Sorti en 1966 et très peu commercialisé depuis, Brigitte et Brigitte (une burlesque sur la Sorbonne) est une excentrique peinture sociale du milieu étudiant parisien, filmé de près par Luc Moullet, réalisateur quelque peu négligé de la Nouvelle Vague signant ici son premier long-métrage.
Filmées à fleur de peau, les deux héroïnes apportent une certaine fraîcheur à ce voyage austère dans un Paris monochrome des années 60, le tout sans musique aucune (étant dans les normes des films de la Nouvelle Vague de cette décennie le film est assez classique dans sa forme). Chaque séquence de dialogues se révèle savoureuse tant ceux-ci font mouche, étant principalement basés centrés sur les affronts entre les deux petites vingtenaires. Pour autant, leur complicité est joliment exploitée par les plans mettant en valeur l'espace clôt rapprochant les deux héroïnes.
L'incipit nous présente d'emblée les deux personnages comme deux individus bien différentes mais unies et dès lors les 75 minutes passent comme une lettre à la poste. Chaque séquence arrive à nous jeter une oeillade sur notre expérience avec la vie commune et même avec le cinéma en lui-même.
Par exemple, la séquence des entretiens avec les passants concernant le cinéma américain ; sobre et cocasse.
Ou encore, la visite des monuments parisiens que les Brigitte prennent la tête de noter, en plus de manière fort sévère !
Sans parler des références aux congénères Nouvelle-Vague à l'âme de Moullet, comme les apparitions de Claude Chabrol et d'Eric Rohmer.
Le couple féminin interprété par le duo Vatel / Descombes fonctionne à merveille et n'est pas à rappeler le délicieux couple Deneuve / Dorléac des Demoiselles de Rochefort de Jacques Demy, sorti un an plus tard.
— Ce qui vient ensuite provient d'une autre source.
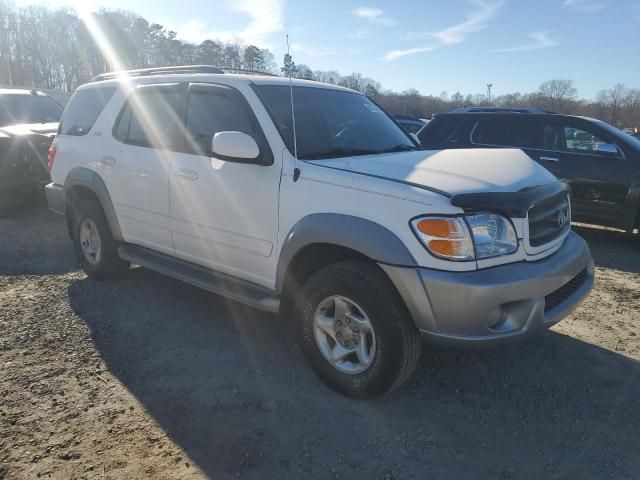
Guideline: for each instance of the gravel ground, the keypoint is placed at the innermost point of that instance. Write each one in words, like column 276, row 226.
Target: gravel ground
column 147, row 377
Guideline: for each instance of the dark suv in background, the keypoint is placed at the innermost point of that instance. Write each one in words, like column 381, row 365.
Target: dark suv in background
column 28, row 122
column 600, row 162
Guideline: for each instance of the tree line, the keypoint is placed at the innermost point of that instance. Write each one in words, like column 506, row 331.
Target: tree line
column 54, row 49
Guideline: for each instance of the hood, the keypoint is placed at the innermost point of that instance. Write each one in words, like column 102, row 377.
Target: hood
column 29, row 129
column 451, row 171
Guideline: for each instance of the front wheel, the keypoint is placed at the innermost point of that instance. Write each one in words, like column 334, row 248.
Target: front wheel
column 356, row 333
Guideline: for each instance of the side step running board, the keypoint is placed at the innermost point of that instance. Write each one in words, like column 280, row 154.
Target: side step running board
column 216, row 282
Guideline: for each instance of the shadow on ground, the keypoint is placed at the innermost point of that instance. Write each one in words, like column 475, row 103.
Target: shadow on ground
column 612, row 248
column 230, row 387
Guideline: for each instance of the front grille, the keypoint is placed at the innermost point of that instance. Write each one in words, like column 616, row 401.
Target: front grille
column 548, row 220
column 559, row 296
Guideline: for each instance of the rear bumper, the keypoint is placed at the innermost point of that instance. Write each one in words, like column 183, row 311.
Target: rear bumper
column 497, row 304
column 55, row 197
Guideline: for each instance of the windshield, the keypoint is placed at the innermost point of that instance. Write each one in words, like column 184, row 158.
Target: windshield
column 332, row 123
column 18, row 109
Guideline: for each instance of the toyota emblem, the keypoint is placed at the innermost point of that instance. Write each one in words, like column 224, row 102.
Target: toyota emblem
column 563, row 218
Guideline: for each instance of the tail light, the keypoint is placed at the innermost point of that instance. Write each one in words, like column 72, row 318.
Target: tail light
column 51, row 155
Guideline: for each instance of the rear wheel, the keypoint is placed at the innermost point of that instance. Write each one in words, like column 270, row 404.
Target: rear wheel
column 356, row 334
column 95, row 248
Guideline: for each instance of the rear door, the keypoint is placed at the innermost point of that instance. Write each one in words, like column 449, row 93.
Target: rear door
column 515, row 131
column 136, row 158
column 599, row 181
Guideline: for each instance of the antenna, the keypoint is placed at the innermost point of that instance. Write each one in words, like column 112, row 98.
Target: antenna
column 296, row 170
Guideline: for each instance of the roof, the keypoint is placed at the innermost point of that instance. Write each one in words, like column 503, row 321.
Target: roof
column 19, row 91
column 203, row 73
column 499, row 110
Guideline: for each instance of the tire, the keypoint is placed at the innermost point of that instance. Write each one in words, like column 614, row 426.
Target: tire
column 393, row 346
column 101, row 261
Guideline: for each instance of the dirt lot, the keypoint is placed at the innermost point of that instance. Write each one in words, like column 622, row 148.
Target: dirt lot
column 150, row 378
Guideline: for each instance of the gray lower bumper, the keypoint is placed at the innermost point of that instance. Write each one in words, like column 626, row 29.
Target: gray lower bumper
column 497, row 304
column 55, row 197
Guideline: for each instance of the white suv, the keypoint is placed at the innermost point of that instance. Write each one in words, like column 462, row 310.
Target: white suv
column 341, row 224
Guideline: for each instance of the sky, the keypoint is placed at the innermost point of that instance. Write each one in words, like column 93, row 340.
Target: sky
column 430, row 45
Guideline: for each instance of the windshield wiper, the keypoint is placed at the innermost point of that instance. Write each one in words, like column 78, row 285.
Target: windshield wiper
column 398, row 148
column 338, row 152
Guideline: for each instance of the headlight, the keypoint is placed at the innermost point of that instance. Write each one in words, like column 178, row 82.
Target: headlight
column 493, row 235
column 454, row 238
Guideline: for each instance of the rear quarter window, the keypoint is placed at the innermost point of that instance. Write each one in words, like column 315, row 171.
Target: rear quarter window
column 83, row 110
column 440, row 131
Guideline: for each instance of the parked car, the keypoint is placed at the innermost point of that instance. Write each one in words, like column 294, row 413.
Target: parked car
column 28, row 122
column 601, row 163
column 410, row 124
column 359, row 239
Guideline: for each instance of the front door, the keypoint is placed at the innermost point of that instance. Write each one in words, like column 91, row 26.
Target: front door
column 135, row 161
column 599, row 181
column 224, row 214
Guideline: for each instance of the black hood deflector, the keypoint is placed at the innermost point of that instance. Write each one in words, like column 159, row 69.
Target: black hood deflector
column 512, row 204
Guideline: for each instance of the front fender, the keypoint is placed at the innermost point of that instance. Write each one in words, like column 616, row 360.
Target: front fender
column 364, row 236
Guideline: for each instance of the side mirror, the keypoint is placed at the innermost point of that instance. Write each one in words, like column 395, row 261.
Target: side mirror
column 608, row 149
column 235, row 147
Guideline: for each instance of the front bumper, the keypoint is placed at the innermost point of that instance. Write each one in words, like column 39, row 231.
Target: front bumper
column 500, row 303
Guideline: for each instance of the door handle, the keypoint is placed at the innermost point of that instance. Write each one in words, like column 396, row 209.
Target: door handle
column 187, row 174
column 107, row 160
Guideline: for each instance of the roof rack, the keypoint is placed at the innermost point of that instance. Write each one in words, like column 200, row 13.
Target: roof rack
column 143, row 72
column 497, row 110
column 244, row 70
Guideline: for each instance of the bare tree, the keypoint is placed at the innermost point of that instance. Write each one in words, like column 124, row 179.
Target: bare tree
column 558, row 95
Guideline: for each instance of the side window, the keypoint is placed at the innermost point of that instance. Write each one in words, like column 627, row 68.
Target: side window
column 553, row 138
column 581, row 141
column 218, row 109
column 440, row 131
column 152, row 118
column 83, row 110
column 507, row 134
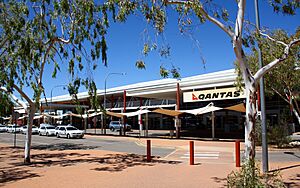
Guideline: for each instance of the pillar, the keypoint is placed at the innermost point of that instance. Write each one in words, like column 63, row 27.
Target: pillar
column 124, row 111
column 177, row 108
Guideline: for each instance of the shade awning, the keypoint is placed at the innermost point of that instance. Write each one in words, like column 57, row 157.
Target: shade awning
column 93, row 114
column 119, row 115
column 168, row 112
column 209, row 108
column 239, row 107
column 131, row 114
column 38, row 117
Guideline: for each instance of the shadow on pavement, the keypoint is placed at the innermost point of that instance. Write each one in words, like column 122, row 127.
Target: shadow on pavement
column 220, row 180
column 119, row 162
column 13, row 169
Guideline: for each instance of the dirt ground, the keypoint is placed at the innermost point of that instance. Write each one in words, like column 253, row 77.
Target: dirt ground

Sans atteindre l'excentricité et ce qui faisait la folie de ce dernier (en grande part à cause d'une seconde partie un peu alambiquée au niveau des situations cocasses...), le film de Moullet rayonne par ses personnages et ses situations festifs et son discours pertinent sur la vie étudiante de la génération 1940.
Effectivement, si la Brigitte brune livre des études rigoureuses qu'elle arrive à suivre sans souci, la Brigitte blonde laisse trop libre court à ses activités secondaires au point de ne pas réussir à décrocher sa licence de droit.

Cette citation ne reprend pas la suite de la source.